CD69 neither associates with nor inhibits S1P₅ function. (A) NFAT-GFP reporter expression in 2B4 cells transduced with the indicated constructs and treated with anti-CD69 antibody (top) or anti-FLAG antibody (bottom). Numbers indicate percentages of cells expressing the reporter. Data are representative of six independent experiments. (B) Western blot analysis of total lysates or anti-FLAG immunoprecipitates from WEHI-231 cells transduced with the indicated transgenes and sorted for CD69 and FLAG expression (+, low; ++, high). WB indicates the antibody used for Western blotting, and IP indicates the antibody used for immunoprecipitation. Data are representative of two independent experiments. (C) Transwell migration assay of untransduced WEHI-231 cells (control) or cells expressing S1PR transgenes alone or together with a CD69 transgene. Values are reported as the percentage of input cells migrating to the lower chamber during the 3-h assay. Columns represent the means of duplicate wells, and the bars represent the range within a single experiment. Data are representative of three independent experiments. (D) Cellular composition of lymph from animals treated with poly I:C for 6 h before analysis.

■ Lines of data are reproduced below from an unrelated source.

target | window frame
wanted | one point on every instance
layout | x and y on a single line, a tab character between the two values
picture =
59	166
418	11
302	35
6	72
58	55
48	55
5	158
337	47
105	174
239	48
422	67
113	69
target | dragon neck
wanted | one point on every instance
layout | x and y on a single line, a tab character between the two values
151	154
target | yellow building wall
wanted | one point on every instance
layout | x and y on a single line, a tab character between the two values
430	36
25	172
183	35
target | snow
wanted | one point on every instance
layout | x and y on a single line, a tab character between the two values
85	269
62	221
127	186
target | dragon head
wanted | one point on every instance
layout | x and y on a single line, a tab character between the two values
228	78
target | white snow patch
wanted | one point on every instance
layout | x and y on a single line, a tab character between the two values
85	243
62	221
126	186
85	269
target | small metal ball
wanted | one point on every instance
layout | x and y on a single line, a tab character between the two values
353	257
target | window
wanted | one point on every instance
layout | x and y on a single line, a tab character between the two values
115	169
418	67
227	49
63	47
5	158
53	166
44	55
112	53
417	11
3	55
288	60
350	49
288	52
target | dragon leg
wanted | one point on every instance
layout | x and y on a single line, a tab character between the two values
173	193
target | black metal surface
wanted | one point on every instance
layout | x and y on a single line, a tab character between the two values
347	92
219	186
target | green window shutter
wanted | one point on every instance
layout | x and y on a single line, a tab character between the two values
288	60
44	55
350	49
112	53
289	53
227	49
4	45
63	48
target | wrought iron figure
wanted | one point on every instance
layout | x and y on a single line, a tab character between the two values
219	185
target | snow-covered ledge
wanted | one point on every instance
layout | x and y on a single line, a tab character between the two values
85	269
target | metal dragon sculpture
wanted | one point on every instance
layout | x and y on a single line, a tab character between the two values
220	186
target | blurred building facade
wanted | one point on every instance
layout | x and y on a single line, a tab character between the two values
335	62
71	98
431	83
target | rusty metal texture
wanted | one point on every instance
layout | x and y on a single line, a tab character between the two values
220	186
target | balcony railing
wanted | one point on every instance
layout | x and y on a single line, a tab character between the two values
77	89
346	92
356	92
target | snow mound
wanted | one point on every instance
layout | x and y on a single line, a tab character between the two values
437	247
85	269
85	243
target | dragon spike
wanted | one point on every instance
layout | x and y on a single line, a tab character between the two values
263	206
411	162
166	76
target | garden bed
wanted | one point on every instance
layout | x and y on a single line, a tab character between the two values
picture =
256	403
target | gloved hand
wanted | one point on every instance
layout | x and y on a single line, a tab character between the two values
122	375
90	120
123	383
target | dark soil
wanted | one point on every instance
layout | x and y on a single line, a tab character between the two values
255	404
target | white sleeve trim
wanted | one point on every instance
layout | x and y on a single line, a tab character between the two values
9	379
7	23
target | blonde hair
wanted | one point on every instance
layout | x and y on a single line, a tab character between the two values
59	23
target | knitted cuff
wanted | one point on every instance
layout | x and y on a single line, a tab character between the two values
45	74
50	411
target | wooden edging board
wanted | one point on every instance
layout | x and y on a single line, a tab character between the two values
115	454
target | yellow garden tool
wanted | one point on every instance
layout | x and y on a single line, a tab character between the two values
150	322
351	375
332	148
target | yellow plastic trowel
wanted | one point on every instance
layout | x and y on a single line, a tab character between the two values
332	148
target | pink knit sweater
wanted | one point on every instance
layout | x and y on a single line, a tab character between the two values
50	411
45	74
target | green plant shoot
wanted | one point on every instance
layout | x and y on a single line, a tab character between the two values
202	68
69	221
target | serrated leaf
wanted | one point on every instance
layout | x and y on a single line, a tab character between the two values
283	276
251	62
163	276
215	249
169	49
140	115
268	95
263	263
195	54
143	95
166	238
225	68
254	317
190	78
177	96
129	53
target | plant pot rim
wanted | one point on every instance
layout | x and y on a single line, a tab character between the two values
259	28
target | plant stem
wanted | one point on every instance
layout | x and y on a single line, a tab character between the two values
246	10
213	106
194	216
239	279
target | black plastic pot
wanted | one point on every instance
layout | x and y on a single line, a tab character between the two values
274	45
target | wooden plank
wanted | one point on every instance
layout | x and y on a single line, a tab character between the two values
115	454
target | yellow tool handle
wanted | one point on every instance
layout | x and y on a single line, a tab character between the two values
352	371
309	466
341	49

Values are reported as the number of cells in the lymph of poly I:C–treated animals as the percentage of cells in the lymph of the PBS-treated animals. Data are representative of at least three independent experiments. Bars represent mean values, and circles represent individual animals. (E) Representative flow cytometric analysis of lymph and LN NK cells from saline- or poly I:C–treated mice. Data are representative of at least three independent experiments. PLN, peripheral LN. **, P < 0.005.